Cornea was homogenized at 4°C in 30 mM phosphate buffer (pH 7.2) containing 120 mM NaCl and 1 mM phenanthrolene by three 30-second bursts of 27,000 rpm (Polytron; Brinkman). The homogenate was centrifuged at 1,500g for 10 minutes at 4°C, and the supernatant was recentrifuged at 40,000g for 60 minutes at 4°C. The membrane pellet was washed three times with 50 mM Tris-HCl (pH 7.4) and resuspended in this solution. Protein contents were determined by a bicinchoninic acid assay kit (Sigma). Particulate GC activity was measured in protein aliquots of corneal membranes, as described previously.²⁵ Five-microgram protein aliquots of the suspension were incubated at 37°C for 15 minutes in 50 mM Tris-HCl (pH 7.6), containing 1 mM isobutylmethylxanthine, 1 mM guanosine triphosphate (GTP), 0.5 mM adenosine triphosphate (ATP), 15 mM creatine phosphate, 80 μg/ml creatine phosphokinase, 4 mM MgCl₂, and 1 μM NP. Incubations were stopped by adding 375 μl cold 50 mM sodium acetate (pH 5.8) and boiling for 5 minutes. Samples were then centrifuged at 10,000g for 5 minutes at 4°C.

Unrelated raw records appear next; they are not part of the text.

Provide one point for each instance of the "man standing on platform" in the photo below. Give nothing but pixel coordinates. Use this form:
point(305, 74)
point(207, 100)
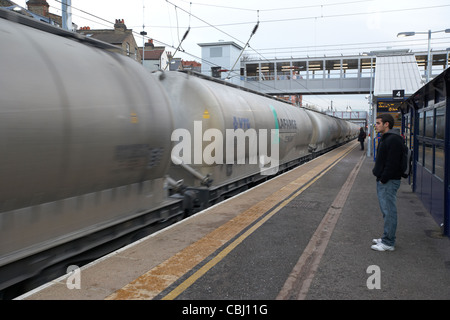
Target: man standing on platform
point(387, 169)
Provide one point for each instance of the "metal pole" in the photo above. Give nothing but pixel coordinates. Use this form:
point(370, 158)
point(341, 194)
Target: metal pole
point(67, 14)
point(429, 62)
point(371, 113)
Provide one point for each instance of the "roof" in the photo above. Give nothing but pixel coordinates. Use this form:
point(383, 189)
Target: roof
point(396, 72)
point(152, 54)
point(109, 36)
point(220, 43)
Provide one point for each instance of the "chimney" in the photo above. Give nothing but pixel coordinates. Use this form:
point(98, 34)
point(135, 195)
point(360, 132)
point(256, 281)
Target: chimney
point(150, 44)
point(38, 6)
point(120, 25)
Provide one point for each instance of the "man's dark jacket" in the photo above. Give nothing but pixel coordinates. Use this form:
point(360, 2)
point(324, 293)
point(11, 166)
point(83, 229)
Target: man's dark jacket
point(389, 156)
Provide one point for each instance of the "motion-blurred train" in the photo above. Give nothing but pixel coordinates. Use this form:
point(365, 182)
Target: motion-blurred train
point(87, 144)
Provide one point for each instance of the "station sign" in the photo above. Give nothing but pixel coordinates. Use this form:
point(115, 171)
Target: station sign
point(398, 94)
point(388, 106)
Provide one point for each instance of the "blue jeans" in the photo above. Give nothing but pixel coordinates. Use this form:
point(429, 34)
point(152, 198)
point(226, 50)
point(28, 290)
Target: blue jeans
point(387, 197)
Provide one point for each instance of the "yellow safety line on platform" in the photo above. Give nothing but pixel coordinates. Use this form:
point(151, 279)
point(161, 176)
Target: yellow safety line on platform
point(298, 282)
point(152, 283)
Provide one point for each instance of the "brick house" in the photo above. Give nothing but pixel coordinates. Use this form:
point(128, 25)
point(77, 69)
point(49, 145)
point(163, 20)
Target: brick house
point(119, 36)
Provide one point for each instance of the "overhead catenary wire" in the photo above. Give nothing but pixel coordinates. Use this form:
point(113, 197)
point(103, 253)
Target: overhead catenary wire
point(242, 51)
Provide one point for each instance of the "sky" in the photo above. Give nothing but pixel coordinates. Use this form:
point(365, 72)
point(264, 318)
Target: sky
point(287, 28)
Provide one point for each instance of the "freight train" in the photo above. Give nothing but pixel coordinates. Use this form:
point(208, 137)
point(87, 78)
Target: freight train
point(93, 146)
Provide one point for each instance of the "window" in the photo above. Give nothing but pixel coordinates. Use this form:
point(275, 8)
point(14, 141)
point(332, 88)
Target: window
point(215, 52)
point(439, 162)
point(429, 124)
point(440, 123)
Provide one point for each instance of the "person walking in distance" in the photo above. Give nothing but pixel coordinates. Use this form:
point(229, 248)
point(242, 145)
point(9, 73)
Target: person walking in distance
point(387, 169)
point(361, 137)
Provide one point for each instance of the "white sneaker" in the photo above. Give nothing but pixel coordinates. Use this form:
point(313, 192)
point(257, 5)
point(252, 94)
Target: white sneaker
point(382, 247)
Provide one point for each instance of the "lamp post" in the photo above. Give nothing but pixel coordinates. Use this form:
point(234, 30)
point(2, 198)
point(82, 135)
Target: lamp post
point(429, 32)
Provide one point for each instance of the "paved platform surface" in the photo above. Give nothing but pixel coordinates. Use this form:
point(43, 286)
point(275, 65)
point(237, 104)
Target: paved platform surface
point(303, 235)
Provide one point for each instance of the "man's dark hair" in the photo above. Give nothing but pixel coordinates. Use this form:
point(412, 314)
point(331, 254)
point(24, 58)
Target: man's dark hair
point(386, 117)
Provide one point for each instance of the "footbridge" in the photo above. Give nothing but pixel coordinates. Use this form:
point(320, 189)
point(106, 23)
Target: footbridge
point(353, 74)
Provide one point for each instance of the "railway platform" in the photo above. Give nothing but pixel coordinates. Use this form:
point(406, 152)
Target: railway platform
point(304, 235)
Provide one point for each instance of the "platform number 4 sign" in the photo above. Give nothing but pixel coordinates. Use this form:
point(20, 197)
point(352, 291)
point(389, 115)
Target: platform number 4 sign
point(398, 94)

The amount of cGMP generated in the supernatant was measured by RIA.²⁵ In brief, standards or samples were introduced in a final volume of 100 μl of 50 mM sodium acetate buffer (pH 4.8), and 100 μl each of diluted cGMP antiserum (Calbiochem–Novabiochem, San Diego, CA) and iodinated cGMP (10,000 cpm/100 μl, Specific activity, 2200 Ci/mmol, Du Pont-New England Nuclear, Wilmington, DE) was added. After incubation at 4°C for 24 hours, the bound form was separated from the free form by charcoal suspension. The measurement of cGMP generated was performed on the day of experiments, and all samples in an experiment were analyzed in a single assay. Nonspecific binding was less than 2.5%. The 50% intercept was 0.39 ± 0.03 picomoles per tube (n = 15). The intra- and interassay coefficients of variation were 6.7% (n = 12) and 8.6% (n = 9), respectively.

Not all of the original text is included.